Next 18 months critical in Afghanistan, McChrystal says
June 22, 2009
WASHINGTON (June 19, 2009) -- The next 18 months will be crucial in Afghanistan, the new commander of NATO and U.S. forces there said Friday.
"I think that the next 18 months are probably a period in which this effort will be decided," Gen. Stanley A. McChrystal told Tom Bowman in a National Public Radio interview. "I don't think it will be over. But I think that not only the American people, I think the Afghan people are looking and deciding which way this will go."
McChrystal took command of coalition and U.S. efforts in Afghanistan on June 15. His job is to carry out the new strategy for the region.
The general said the conflict should not be viewed solely as a military struggle. It is not a question of whether the United States is winning, he said, but whether the Afghan people are winning. The Afghan government is the ultimate deciding factor, and while the government is not winning the war on extremists, "I don't say they're losing," McChrystal said.

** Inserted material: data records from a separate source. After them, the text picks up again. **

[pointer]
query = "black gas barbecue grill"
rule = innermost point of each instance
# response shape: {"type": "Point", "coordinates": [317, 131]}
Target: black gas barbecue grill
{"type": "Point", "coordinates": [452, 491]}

"That's an old axiom in counterinsurgency: If you're not winning, you're losing," he said. "And the danger there is that that is true. So we see it as very, very important, probably over about the next 12 to 24 months, that we absolutely get a trend where we are clearly winning."
McChrystal has spent much of his career in special operations, hunting down and killing or capturing terrorists. "What I learned is that much of the terrorism we fought years ago was very small groups that were finite. They were fanatical, and they could be attacked that way," he said. "Nowadays, we have to fight the cause of terrorism, because terror is a tactic. You win by taking away from the enemy the one thing the insurgent absolutely has to have, and that's access to the population."
Hunting terrorists still has a place in the war in Afghanistan, McChrystal said, but the overall effort requires a mix of aggression and rebuilding. "I very much lean toward the importance of the building side," he said.
The population needs to be safe so they can build an economy, build good governance and develop an infrastructure, the general explained. That gives the people something they want to continue and something they want to protect, so "the insurgent, then, becomes a troublemaker," he said.
"The opposite could be perceived, even with good intentions," he continued. "If we are just hunting Taliban, we can be perceived as coming into areas and being someone who upsets the neighborhood. But we do need to be able to keep a pressure on the enemy as we push them away. So there's always a balance."